Четвертая попытка, предпринятая уже в стенах больницы, оказалась успешной и последней.
Отец, которого тринадцатилетняя Мэри обвинила в том, что он скрывал от нее правду, только развел руками.
— А что я должен был тебе сказать? Что твоя мать была истеричка и психопатка? Неужели теперь, когда ты об этом узнала, ты стала счастливей?
Счастливей Мэри действительно не стала, но с тех пор у нее возникло недоверие к отцу и огромное желание поступать ему наперекор.
Впоследствии, когда ей исполнилось двадцать, она поняла, что это было незаслуженно, но к этому времени ее характер уже полностью сформировался.
Отец, не имевший других наследников, со временем собирался передать ей собственное дело.
Когда пришло время университета, он настаивал на экономическом и юридическом факультетах.
Мэри в ответ на это усердно принялась изучать журналистику и социологию.
Отец развел руками и плюнул, надеясь на то, что со временем дочь поумнеет.
Но Мэри умнеть не собиралась.
Она активно сотрудничала в студенческих изданиях левого толка, в которых громила капиталистов, сидящих на шее у народа.
Статьи выходили убедительными и пользовались успехом в соответствующих кругах.
В двадцать один год Мэри сделала аборт.
После этого ее внимание переключилось на народно-освободительную борьбу.
Она принимала участие в демонстрациях в защиту лидера курдских сепаратистов Аджалана, выступала за суверенитет басков и отделение Северной Ирландии.
Потом она заинтересовалась Россией.
Английские газеты пестрели сообщениями об угнетаемом чеченском народе, по телевизору показывали кадры, на которых бородатые мужчины с честными глазами и автоматами в руках говорили о святом праве свободы.
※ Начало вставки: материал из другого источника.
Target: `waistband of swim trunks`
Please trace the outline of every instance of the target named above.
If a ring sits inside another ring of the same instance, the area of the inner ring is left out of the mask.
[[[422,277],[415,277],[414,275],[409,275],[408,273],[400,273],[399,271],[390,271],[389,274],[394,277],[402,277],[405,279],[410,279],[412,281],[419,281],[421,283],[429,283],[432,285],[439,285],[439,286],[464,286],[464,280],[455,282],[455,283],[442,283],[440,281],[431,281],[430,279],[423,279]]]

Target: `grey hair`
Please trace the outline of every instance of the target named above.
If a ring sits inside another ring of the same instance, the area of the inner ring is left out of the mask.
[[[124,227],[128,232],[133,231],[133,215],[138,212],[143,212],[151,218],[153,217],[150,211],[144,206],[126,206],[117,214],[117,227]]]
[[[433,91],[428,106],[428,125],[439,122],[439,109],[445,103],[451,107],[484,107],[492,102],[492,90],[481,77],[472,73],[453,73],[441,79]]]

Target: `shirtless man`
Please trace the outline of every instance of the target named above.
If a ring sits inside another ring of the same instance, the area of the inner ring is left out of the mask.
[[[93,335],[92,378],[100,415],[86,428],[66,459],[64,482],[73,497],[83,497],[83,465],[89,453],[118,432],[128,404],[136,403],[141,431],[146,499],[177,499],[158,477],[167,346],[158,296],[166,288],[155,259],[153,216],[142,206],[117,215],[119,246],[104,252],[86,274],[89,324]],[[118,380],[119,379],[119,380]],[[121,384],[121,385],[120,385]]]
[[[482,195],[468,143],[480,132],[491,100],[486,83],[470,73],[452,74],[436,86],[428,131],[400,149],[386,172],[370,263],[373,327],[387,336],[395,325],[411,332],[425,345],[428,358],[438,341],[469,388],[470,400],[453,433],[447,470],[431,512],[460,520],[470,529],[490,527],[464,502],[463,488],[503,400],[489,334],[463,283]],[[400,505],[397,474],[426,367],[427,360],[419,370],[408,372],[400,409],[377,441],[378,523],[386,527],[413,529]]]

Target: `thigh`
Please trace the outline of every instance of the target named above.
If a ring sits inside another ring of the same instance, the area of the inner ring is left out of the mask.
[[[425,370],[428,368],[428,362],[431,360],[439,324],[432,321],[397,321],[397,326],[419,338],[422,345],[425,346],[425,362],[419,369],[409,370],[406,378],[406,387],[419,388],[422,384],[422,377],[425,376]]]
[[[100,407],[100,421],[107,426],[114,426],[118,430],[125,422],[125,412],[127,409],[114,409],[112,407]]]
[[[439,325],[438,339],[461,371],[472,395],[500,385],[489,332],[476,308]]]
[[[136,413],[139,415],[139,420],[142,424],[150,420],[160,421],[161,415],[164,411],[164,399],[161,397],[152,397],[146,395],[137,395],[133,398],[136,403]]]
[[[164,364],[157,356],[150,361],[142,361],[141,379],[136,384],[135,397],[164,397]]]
Мэри твердо решила поехать в Россию.
Она проштудировала всю найденную ей литературу, посвященную этой стране, в частности Русско-Кавказским войнам, и стала активно переписываться по Интернету с людьми, называвшими себя «Освободители Кавказа».
Параллельно она стала искать единомышленников.
Однако, к ее большому удивлению, желающих ехать в Россию оказалось немного.
Если быть точнее — никого.
Товарищи по демонстрациям чесали в затылках и говорили, что у них и дома есть, с кем бороться.
Не найдя поддержки там, где она надеялась ее найти, Мэри решилась на самый крайний поступок.
Она решила посоветоваться с отцом.
Вечером Мэри пришла к отцу в библиотеку, где тот, расположившись в кресле, читал «Вторую мировую войну» Уинстона Черчилля, и объяснила свою ситуацию.
— А ты чего хотела? — пожал плечами отец. — Они же только транспаранты малевать умеют да на улицах горланить. А как что-то серьезное сделать надо, они сразу заняты.
— И что делать? — поинтересовалась Мэри.
— Делай то, что тебе нужно. Тебе компания для чего нужна?
— Да мне вообще-то не компания нужна. Мне профессиональный фотограф нужен. Чтобы книгу проиллюстрировать.
— Так и ищи профессионального фотографа, — резонно заметил отец.